SEC Suits: The Securities and Exchange Commission brought civil fraud charges against BankAtlantic Bancorp and its chairman and chief executive Alan Levan, saying the company made misleading statements about its troubled real estate loan portfolio and “schemed” to hide losses by not recording assets as held for sale. BankAtlantic flatly denies the charges. “We're not settling, we're not paying, we're not negotiating,” the company’s attorney tells the Journal. (Given BankAtlantic’s history, we wonder if Levan will countersue for defamation.) Meanwhile, Bethany McLean at Reuters compares the SEC’s suits against former top executives at Fannie Mae and Freddie Mac to the agency’s 2010 settlement with Citigroup and its managers, and finds the regulator is being “much harsher” on the former for “what appear to be similar infractions.” The reason may be that the GSEs are “a political punching bag” these days (deservedly so, she’s quick to add), whereas an SEC inspector general’s report suggested that Citi used its “leverage,” including a personal pitch from then-chairman Richard Parsons, to get the agency to soften the penalty for one of its executives and refrain from charging others. McLean also notes a big problem with the SEC’s argument that Fannie and Freddie should have classified more loans as “subprime” and “alternative-A” in their disclosures to investors: “There is no single definition of what constitutes a subprime or Alt-A loan.” This is something we’ve been pointing out for years.
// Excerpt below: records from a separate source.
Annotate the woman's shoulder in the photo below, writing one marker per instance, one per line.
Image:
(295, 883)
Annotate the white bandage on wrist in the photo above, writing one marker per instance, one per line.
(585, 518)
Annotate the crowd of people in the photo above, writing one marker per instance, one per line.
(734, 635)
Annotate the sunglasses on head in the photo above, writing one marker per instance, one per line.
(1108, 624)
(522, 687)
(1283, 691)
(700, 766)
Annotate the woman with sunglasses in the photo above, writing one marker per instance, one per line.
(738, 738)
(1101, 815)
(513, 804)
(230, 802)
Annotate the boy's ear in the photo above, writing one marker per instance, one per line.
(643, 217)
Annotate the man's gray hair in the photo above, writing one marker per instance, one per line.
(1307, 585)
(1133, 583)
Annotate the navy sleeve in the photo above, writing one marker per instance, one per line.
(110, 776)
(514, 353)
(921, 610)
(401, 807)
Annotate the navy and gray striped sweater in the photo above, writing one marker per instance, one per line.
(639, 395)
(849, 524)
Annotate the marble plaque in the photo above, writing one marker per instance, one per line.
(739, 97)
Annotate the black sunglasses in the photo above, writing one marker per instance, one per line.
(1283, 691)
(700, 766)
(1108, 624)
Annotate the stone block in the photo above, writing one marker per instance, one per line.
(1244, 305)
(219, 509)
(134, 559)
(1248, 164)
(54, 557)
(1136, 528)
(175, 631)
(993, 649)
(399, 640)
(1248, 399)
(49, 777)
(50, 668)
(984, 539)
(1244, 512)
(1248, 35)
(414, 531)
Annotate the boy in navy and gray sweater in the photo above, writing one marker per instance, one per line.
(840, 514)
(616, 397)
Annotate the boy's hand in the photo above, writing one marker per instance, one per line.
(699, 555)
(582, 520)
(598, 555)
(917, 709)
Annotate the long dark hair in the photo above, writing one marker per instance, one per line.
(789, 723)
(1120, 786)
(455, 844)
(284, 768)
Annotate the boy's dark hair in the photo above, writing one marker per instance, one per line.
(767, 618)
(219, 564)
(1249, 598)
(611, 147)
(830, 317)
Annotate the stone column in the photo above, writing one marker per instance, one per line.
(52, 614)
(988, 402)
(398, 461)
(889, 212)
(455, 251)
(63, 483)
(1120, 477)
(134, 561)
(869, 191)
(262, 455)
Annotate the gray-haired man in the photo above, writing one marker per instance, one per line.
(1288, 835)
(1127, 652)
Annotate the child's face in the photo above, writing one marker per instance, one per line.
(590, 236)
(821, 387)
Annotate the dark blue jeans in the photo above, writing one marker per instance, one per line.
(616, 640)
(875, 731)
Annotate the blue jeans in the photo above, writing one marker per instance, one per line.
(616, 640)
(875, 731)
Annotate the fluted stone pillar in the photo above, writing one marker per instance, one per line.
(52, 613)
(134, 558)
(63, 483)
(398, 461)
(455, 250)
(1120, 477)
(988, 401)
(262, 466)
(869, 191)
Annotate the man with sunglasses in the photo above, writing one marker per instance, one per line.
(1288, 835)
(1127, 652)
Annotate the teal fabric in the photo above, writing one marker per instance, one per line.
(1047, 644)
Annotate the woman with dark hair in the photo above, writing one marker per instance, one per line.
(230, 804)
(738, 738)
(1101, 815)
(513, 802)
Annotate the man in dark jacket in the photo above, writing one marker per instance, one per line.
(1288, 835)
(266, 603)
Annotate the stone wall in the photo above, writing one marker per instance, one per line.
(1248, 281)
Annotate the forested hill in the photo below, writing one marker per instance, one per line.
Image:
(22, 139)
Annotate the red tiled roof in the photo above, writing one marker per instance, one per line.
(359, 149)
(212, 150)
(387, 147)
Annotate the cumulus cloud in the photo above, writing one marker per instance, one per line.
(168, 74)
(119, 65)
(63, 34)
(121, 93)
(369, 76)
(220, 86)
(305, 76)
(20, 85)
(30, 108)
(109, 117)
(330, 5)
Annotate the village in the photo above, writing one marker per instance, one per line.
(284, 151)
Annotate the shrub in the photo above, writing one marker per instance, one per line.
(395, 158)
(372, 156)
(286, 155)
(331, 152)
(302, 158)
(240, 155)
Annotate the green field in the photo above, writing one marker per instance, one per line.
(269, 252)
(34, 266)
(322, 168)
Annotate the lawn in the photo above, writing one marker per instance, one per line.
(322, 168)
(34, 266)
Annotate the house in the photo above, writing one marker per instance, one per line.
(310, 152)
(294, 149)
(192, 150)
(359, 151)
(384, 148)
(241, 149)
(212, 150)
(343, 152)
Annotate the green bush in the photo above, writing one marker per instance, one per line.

Vexing Volcker: Cursory scans of the Journal and Times stories on yesterday’s House Financial Services committee hearing of the Volcker rule would give you very different impressions of what regulators said. “Regulators Go to Bat for the ‘Volcker Rule’” is the Journal’s headline in the print edition, yet the Times’s says “Regulators Concerned About How to Apply Volcker Rule.” What’s the deal? Turns out it depends which “regulators” you mean. In the Times article, the OCC’s John Walsh raises the interpretive challenges and warns of damage to U.S. competitiveness; the most prominent quote from an agency head in the Journal piece comes from the SEC’s Mary Schapiro, who assured lawmakers that the rule can be put into practice “in a rational way.” Wall Street Journal, New York Times

Standard & Poor’s: Doug Peterson, the rating agency’s new head, defends its downgrades of U.S. and European government debt in an interview with the Journal. But can this former Citigroup executive hope to match the rhetorical skills of Bernard Henri-Levy? The French philosopher and writer (in that order, says his bio) decries the influence on public policy of S&P’s subjective assessments of national creditworthiness. “I am not mentioning the austerity plans, the massive series of layoffs, the fairly brutal measures that will automatically follow,” he writes. This is surely the first article about credit rating agencies we’ve seen that contains words like “nihilism” and “ubuesque.”

Wall Street Journal

Well, that was fast. BankUnited has given up on its attempts to find a buyer, anonymous sources tell the Journal. The bids that came in were lower than expected, apparently.

HUD Secretary Shaun Donovan claims the long-awaited robo-signing settlement with the mortgage industry’s top servicers is “very close.” He knows better than to give a specific date, as Iowa attorney general Tom “By Christmas” Miller did.

Financial Times

The title of this op-ed almost says it all: “Trust no one with your money is the tragic legacy of the crisis.” Satyajit Das writes that the loss of confidence in governments and banks alike on both sides of the Atlantic is encouraging developments like the creation of community-based alternative paper currencies, the growth of peer-to-peer lending, the rise in the price of gold and vote-with-your-feet protests like Bank Transfer Day. What, no mention of Bitcoin?